Okay. Cut it here. Let's go to that clip of that FBI guy. Fifteen thirty-two and six hundreths. It's there. That file. That one. Come on. Hey. Did you fall asleep? What's the matter?

It's so sad.

Yeah. Sad. That's why we're telling the story. Make people cry. Come on. Gimme that FBI clip.

*** ***

"Yes. Forensics deals with this kind of evidence collection all the time. There was nothing unusual about this except for maybe the degree of the damage. DNA testing shows the blood on the paper came from several sources that we've identified as belonging to some of the press corps who were near him when the bomb went off, the suspect who was killed in the struggle, the suicide bomber, and Farrow himself. What you can see in this picture is the reconstructed note. What's interesting is not what he's written, but what he's erased. From what we've been able to construct, it seems that before he wrote this, there was a number, which you can see here. Here. Take a look at this false-color image. There. It's obvious now."

*** ***

Hold here. This is where we'll have Jones do the voice over. What. Don't look at me like that.

I don't see why we don't focus on his note. The number is practically irrelevant to the whole story.

The number is everything. The very existence of this number is everything. That's why you're not a producer. You have an uncanny knack of completely missing the salient point. What he wrote is nothing. It's emotional blather.

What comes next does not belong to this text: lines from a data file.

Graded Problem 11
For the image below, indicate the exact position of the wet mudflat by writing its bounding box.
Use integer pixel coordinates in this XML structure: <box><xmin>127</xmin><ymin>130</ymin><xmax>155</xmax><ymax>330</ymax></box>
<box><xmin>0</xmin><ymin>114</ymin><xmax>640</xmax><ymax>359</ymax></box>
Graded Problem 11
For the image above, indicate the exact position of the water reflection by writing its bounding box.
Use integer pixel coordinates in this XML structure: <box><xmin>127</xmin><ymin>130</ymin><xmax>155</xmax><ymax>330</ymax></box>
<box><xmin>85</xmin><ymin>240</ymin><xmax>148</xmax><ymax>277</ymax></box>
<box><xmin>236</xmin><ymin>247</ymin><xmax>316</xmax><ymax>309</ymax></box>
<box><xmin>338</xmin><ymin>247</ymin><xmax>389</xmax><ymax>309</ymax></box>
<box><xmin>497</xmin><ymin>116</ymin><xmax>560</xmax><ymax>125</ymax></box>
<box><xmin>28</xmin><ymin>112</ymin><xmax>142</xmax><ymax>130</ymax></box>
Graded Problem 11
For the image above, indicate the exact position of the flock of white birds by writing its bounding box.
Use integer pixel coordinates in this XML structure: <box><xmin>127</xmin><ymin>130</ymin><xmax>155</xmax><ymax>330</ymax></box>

He died for this. It wasn't fair.

People die unfairly every day. Get over it and give me the physicist. Clip one-sixty-eight. One minute twenty four. Go.

*** ***

"Right. But it's incomplete, see? He may as well thrown a handful of dirt in front of us and said, 'There, find it.' He's mocking the entire scientific community. If you ask me, the whole thing was a huge sham. There was never any number. It was a cheap publicity stunt to monopolize on a great man's legacy."

---

"The units. He never said what the units were. See? Look--you can ask me how much gas fits in my car and I can tell you twenty. But you don't know if I mean twenty gallons or twenty liters or twenty ounces. You can surmise twenty gallons because of what you know about cars, but the truth is, maybe I have an engine that runs on an order of magnitude less gas than any engine you ever heard of and I can run on twenty milliliters of gasoline, what takes you twenty gallons. So, see we really know nothing with this number."

---

"No, I don't think it's a diversion from the real number. I know the very idea of that number can't exist, so the number doesn't exist."

*** ***

Finally. Great. Back to number one. Add Jones' wrap-up. We're done. I'm going to call Rosenstein at TLC and let them know this one is in the can. What? What the hell is wrong with you?

I don't think we told the story. It's wrong. I watched the same tapes you did. I don't know. I feel like we told the wrong story.

You do your job. I'll do mine. We told the story there was to be told. Done.

What we said was that a crazy man invented a number, ignited the whole world for a couple of weeks, and then was killed by a radical suicide bomber from the goddamned--what were they? The "Jesus Borrowed my Soul Liberation Front." If you ask me, they get more press out of this than our story. And you said before the very existence of the number is what mattered, but that doesn't come out anywhere in this piece.

The fact he materialized his fantasy, is what I meant.

So you don't think there's any possibility that what he said was true?

Whether what he knew was true or not--that's not my business. I just tell it like I see it. This is journalism. Not editorial. Look. The weight of the human soul, who cares? It doesn't change whether or not there's going to be a bad hurricane season this year. It doesn't change Nelson winning the election by judicial fiat. Nothing is changed. It's a blip. We move on. That's what we're saying here. What? Will you stop looking at me like that, you're really pissing me off.

Everything's changed. Every single frigging thing.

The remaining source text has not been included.